PictureThe Plaza de Toros de Santamaria, Bogota's bullfighting ring.
I came to Bogotá to consider it as a site for future projects with CitiNature and soon after arrival I was convinced that this was a place with which I wanted to engage and put down some roots.  In this blog posting I'll give a general overview of the city's allure to an urban greening activist.    

Three things sum up my excitement about Bogotá: 1) its positive trajectory; 2) an ideal climate; 
3) its expansive scale.    

PictureA bicycle path in Parque el Virrey very close to my apartment.
Bogotá is not an ancient colonial city (although it does have a beautiful historic center), but instead a modern city with an orientation towards the future.  In many parts you could easily mistake yourself for being in newer districts of a European city.  And the similarities are not skin deep.  Bogotá has one of the most extensive systems of bicycle paths in the world (over 300km of paths and growing), a rapidly expanding express bus system (almost like a metro) called the Transmilenio, a government  intent on improving the infrastructure for pedestrians (there are carefully laid brick pedestrian pavements in many areas of the city now), and a cafe culture unlike I've seen anywhere else in the western hemisphere. It's not a city looking back.  

PictureThe Parque Nacional, a popular park of 283 hectares, sits right in the heart of the city.
The climate in Bogotá is reminiscent of a Scandinavian summer - and this climate is year-round, shifting only through periods of more or less rain.  Nights are quite cool, but the strong sun warms the city quickly in the mornings.  With abundant rainfall and mild temperatures, Bogotá should be a mecca for gardeners.  This is a city of lush green lawns, blossoming flowers, and hundreds of parks.  Gardening in the nicer parts of town tends to be done by professional gardeners and they do beautiful work with an incredible range of plants that this permanently temperate climate allows.  

PictureA sidewalk in an elegant neighborhood a few minutes walk from my apartment.
For people in search of a project, Bogotá is a city of enticing opportunities.  As might be expected in the 4th largest city in Latin America, Bogotá boasts vast areas of impressive wealth shadowed by neighborhoods less opulent, and large areas of real and relative poverty.  Some 30% of the population officially live below the poverty line.  The city epitomizes the global correlation between wealth and "green."  The wealthier neighborhoods of Bogotá are generously supplied with parks and the streets lined with trees and bushes.  They are wrapped in green, from gardens spilling over high-rise terraces to meticulously manicured landscapes.  The rich in Bogotá know what they've got: the perfect climate for exuberant vegetation.  And it is stunningly beautiful.  

PictureA typically treeless street in a poorer part of the city.
Move a bit to the west from the wealth along the base of the mountains (or south from the newer districts in the north), however, and things start to change, sometimes abruptly.  Areas that previously were solidly middle class or wealthy have obviously been in decline for some time, I imagine due to the violence this city experienced in the not too distant past.  Single homes are much harder to protect than high-rises with doormen and the population with money may have largely migrated to new areas of high density.    Once charming neighborhoods are slowly crumbling through benign neglect, and previously elegant parks and streets are losing their trees and bushes.  Few seem to care about maintaining them.  Some streets have entirely lost their trees.  In the poorer neighborhoods there may never have been trees in the first place.  

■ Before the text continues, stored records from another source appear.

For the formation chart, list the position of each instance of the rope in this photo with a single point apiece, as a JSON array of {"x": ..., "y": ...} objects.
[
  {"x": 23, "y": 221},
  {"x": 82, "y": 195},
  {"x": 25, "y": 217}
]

PictureA couple of typical brick houses in Bogota...with no trees in sight.
But as security has increased, the possibilities for urban renewal are endless.  There are a surprising number of streets lined with architecture that might be right at home in the hearts of European cities.  Older neighborhoods surrounding parks seem only to need the right spark for rejuvenation efforts to begin.  I'm of the opinion that this is the time to be in Bogotá and be one of those sparks that brings this city closer to reaching its potential as the most lovely and livable in South America.  And as an urban greening advocate, the low-hanging fruit are in abundance.  Streets and parks that have lost their trees could rapidly be replanted.  As the climate is so benign here, with ample rainfall, the typical losses associated with urban tree planting would be minimized.  A green revolution is in the offing, and I want to be a part of it. 

Below are a few more pictures of the characteristic brick architecture in neglected areas of Bogotá, something I hadn't expected to find in South America.  
This initial snapshot of Bogotá wouldn't be complete without a few pictures of the beautiful historic center, which follow below.  
In the following weeks and months I will be reporting more on Bogotá and CitiNature's plans here.  I recommend to anyone who hasn't been to Colombia to consider putting it on your agenda.  It is a rare jewel of a country generally uncrowded by tourists.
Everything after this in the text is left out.